Dans ce même rapport, face à la question sur la possibilité d’avoir une relation sexuelle, sentimentale ou de construire une relation de couple avec une personne bie, les résultats témoignent bien des préjugés. Bien que l’exclusion totale ait été minoritaire, on peut constater que plus l’engagement avec un-e bi-e est sérieux et durable, plus il semble y avoir de réticences. 78 % sont pour coucher avec un-e bi-e, 71 % pour concevoir et développer des sentiments pour l’un-e d’eux/elles, et finalement seuls 61 % seraient pour envisager un couple stable. L’idée des personnes bies comme éternellement « insatiables » et donc pas enclines à développer des relations stables s’accompagne ainsi de la « crainte » d’être sans doute trompé.

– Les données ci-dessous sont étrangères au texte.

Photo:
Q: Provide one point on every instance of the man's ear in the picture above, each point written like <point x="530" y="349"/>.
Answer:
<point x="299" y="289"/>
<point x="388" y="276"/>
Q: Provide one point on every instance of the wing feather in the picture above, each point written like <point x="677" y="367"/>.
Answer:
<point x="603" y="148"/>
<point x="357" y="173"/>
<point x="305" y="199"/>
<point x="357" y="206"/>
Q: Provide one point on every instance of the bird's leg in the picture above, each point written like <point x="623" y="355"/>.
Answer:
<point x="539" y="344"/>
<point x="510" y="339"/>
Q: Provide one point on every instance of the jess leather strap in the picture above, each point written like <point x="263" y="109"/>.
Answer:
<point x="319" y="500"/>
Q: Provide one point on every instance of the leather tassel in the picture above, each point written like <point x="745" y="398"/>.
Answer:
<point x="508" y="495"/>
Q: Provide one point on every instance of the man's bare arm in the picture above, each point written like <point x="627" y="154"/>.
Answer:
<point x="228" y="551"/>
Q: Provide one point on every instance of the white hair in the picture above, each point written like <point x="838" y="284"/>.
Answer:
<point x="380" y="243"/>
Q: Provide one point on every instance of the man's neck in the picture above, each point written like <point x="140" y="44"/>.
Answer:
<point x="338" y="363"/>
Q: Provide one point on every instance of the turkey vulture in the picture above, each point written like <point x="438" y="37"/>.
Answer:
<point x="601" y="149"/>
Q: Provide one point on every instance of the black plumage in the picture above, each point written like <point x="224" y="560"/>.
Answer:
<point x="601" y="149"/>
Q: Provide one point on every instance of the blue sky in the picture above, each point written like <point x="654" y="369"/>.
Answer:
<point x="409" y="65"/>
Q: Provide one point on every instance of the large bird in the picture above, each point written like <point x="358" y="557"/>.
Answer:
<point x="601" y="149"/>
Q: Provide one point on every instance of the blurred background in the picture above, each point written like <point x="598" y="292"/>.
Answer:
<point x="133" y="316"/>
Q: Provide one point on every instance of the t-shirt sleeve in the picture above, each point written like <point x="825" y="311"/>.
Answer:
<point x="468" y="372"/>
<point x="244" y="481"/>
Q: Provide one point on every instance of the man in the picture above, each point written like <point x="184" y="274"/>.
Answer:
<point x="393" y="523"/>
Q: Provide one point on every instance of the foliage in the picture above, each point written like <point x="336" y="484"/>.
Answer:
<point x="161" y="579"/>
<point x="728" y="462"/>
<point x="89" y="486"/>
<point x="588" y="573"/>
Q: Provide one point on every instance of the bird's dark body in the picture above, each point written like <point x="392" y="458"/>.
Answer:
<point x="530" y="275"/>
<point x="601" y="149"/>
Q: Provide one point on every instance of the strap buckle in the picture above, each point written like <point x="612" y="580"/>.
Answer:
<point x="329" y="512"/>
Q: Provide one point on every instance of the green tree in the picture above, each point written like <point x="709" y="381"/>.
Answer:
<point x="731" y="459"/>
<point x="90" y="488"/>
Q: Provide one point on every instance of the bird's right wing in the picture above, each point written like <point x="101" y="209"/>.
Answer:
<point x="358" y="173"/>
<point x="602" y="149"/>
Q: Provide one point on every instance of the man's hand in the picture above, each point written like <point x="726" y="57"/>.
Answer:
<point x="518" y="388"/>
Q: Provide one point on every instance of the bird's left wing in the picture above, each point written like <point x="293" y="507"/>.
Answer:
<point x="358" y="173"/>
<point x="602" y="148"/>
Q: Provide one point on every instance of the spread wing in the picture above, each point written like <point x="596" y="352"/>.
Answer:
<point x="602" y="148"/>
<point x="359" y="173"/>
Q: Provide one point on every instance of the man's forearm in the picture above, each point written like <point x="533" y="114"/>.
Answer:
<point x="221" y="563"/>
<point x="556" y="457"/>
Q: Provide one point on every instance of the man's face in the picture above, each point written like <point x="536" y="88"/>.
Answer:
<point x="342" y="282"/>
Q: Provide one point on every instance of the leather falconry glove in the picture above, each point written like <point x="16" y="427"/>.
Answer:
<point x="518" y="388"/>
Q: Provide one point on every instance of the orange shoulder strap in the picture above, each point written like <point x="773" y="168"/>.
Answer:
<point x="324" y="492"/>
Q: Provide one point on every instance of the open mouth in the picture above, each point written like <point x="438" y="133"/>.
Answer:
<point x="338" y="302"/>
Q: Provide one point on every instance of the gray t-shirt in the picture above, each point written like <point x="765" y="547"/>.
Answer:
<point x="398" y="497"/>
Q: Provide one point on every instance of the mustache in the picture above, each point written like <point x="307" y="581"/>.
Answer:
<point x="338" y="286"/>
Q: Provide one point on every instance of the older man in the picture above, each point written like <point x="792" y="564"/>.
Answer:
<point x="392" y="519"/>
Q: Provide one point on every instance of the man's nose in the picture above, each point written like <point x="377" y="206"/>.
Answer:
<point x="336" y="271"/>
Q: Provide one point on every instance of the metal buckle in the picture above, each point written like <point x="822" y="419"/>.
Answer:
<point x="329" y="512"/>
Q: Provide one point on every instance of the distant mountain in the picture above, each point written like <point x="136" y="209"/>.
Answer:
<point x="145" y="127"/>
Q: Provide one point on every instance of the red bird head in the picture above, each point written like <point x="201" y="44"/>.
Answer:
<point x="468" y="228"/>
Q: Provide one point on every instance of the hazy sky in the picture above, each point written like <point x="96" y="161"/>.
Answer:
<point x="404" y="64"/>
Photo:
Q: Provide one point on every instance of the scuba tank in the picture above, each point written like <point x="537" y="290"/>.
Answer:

Mais ça ne s’arrête pas là, puisque les conséquences peuvent être très matérielles. Une enquête de la Rice University du Texas a montré qu’entre 40 et 42 % des personnes bisexuelles vivent sous le seuil de pauvreté aux USA. Une autre étude, cette fois-ci en Écosse, montre que presque la moitié des personnes bies interrogées ont expérimenté des formes de biphobie lorsqu’elles s’adressaient aux services de l’État. La communauté bisexuelle est également devenue plus forte mais demeure toujours invisible sur bien des points. Cela est dû entre autres au fait que la société nous conditionne tous à catégoriser automatiquement tout couple se promenant main dans la main comme homo ou hétéro, en fonction du genre que nous assignons à chaque personne. » Si la bisexualité dérange autant, c’est qu’elle remet en cause un certain nombre de normes que certains voudraient imposer : celle selon laquelle chacun-e serait déterminé-e à n’avoir une relation sexuelle ou affective que de façon monosexuelle (hétérosexuelle ou, éventuellement, homosexuelle), celle imposant aux relations sentimentales et/ou sexuelles le cadre du couple destiné à enfanter, celle consistant à dire qu’il faudrait finir par « se ranger » (dans le couple hétéro ou, à la rigueur, homosexuel) après l’adolescence, comme si nos vies ne pouvaient qu’être figées dans une seule identité, un seul mode de sexualité.

C’est aussi dans ce cadre que se place la remise en cause du terme de « bisexualité » au profit de « pansexualité », qui va au-delà de la binarité des genres, puisqu’une personne pansexuelle est attirée par une personne sans se préoccuper de son genre, qu’il soit binaire, ou pas. Que ce soit dans la binarité de l’homosexualité/hétérosexualité ou du masculin/féminin, il est important de souligner que le genre, les désirs, les identités ne sauraient effectivement être exclusivement réduites à celle-ci, qui, dans son injonction, est source de discriminations et d’invisibilisation. Ce qui est sûr c’est que la biphobie, l’invisibilisation des minorités et la discrimination contre les LGBTI continueront tant que l’on n’ira pas à la racine de cette oppression. Oppression particulièrement marquée par l’injonction à la reproduction du modèle de famille bourgeoise, à l’hétérosexualité, ainsi que par l’imposition d’une seule variante des normes de genre et de sexualité considérées comme valides ou légitimes.